CIA Cuts Contractors

The CIA has decided to cut its contractor workforce by 10 percent, the Washington Post reports today. The agency also has implemented a rule barring employees from going to work for contractors serving the CIA within 18 months of leaving the agency. "Over the past three years or so, a fairly significant number of those individuals who resigned -- not retired, but resigned -- from CIA end up coming back as contractors within a short period of time," said CIA Associate Deputy Director Michael Morell. "We want to decrease the number of people who do that."

Apparently, with all the hiring the agency's been doing lately, the CIA figures it can get more of its work done in-house. This represents a pretty big shift from the agency's post-9/11 thinking. As recently as May 2005, Shane Harris was writing the following in Government Executive about the CIA's then-burgeoning efforts to outsource intelligence collection and analysis:

John Negroponte, the new director of national intelligence, might end up presiding over a network of official agencies and outside analysts. A former CIA analyst and manager says the need to do so couldn't be more pressing. He notes that President Bush has ordered a 50 percent increase in the CIA's analyst workforce as soon as possible. "The only way to do that," he says, "is to outsource."

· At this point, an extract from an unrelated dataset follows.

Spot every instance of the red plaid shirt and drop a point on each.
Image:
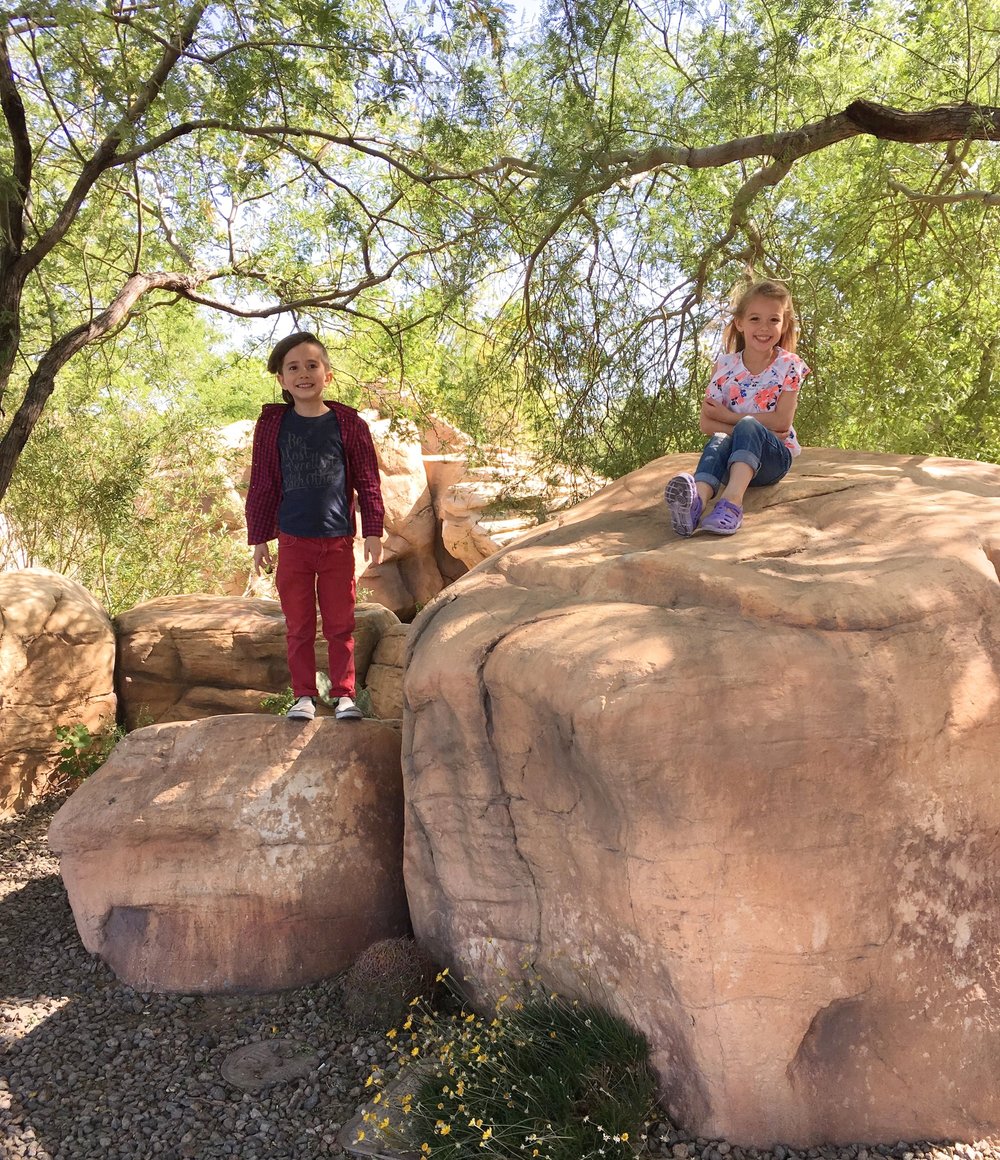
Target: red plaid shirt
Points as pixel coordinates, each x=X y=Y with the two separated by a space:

Update: My colleague Anne Laurent reminds me that I foolishly overlooked Shane Harris' much more recent look at contractors and the CIA's human capital crisis, from the May 1, 2007 issue of the magazine. Key quote from that piece:

In the nearly six years since Sept. 11, the CIA and other agencies haven't wanted for applicants; there are more people who want jobs than there are billets. But training employees takes years. To fill the gap in the meantime, during wartime, the agencies have hired contractors in record numbers. The agencies have outsourced some of the most sensitive functions, including analysis, spying on foreign adversaries, prisoner interrogation and translation services.

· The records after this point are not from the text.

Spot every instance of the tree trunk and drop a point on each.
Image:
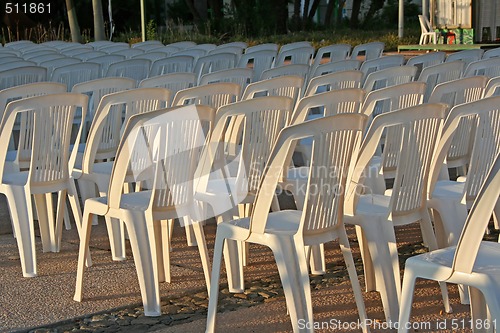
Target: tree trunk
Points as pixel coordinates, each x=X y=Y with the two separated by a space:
x=73 y=22
x=99 y=33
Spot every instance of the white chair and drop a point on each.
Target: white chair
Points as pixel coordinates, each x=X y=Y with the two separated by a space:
x=287 y=232
x=376 y=215
x=165 y=145
x=49 y=172
x=137 y=69
x=76 y=73
x=173 y=82
x=105 y=61
x=370 y=51
x=330 y=53
x=336 y=66
x=373 y=65
x=434 y=75
x=487 y=67
x=299 y=55
x=105 y=133
x=22 y=75
x=389 y=77
x=172 y=64
x=213 y=63
x=467 y=56
x=301 y=70
x=427 y=34
x=241 y=76
x=334 y=81
x=472 y=262
x=259 y=61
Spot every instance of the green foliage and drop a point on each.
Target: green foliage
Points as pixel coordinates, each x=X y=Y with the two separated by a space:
x=151 y=31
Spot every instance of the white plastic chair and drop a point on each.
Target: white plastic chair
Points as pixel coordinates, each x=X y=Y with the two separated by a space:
x=330 y=53
x=165 y=145
x=336 y=66
x=137 y=69
x=105 y=61
x=173 y=82
x=487 y=67
x=376 y=215
x=49 y=172
x=288 y=232
x=454 y=93
x=262 y=119
x=427 y=34
x=213 y=63
x=76 y=73
x=370 y=50
x=389 y=77
x=373 y=65
x=214 y=95
x=301 y=70
x=472 y=262
x=467 y=56
x=300 y=55
x=259 y=61
x=334 y=81
x=112 y=113
x=241 y=76
x=172 y=64
x=434 y=75
x=23 y=75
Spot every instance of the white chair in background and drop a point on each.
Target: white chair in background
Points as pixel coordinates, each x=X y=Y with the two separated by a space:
x=472 y=261
x=336 y=66
x=330 y=53
x=49 y=171
x=259 y=61
x=389 y=77
x=467 y=56
x=427 y=34
x=487 y=67
x=22 y=75
x=376 y=215
x=434 y=75
x=137 y=69
x=173 y=82
x=172 y=64
x=287 y=232
x=334 y=81
x=370 y=50
x=162 y=146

The outsourcing could be temporary, assuming intelligence agencies eventually replenish their personnel stocks. Except that the agencies actually are competing with the contractors for workers. According to the five-year strategic human capital plan at the Office of the Director of National Intelligence, "those same contractors recruit our employees, already cleared and trained at government expense, and then 'lease' them back to us at considerably greater expense."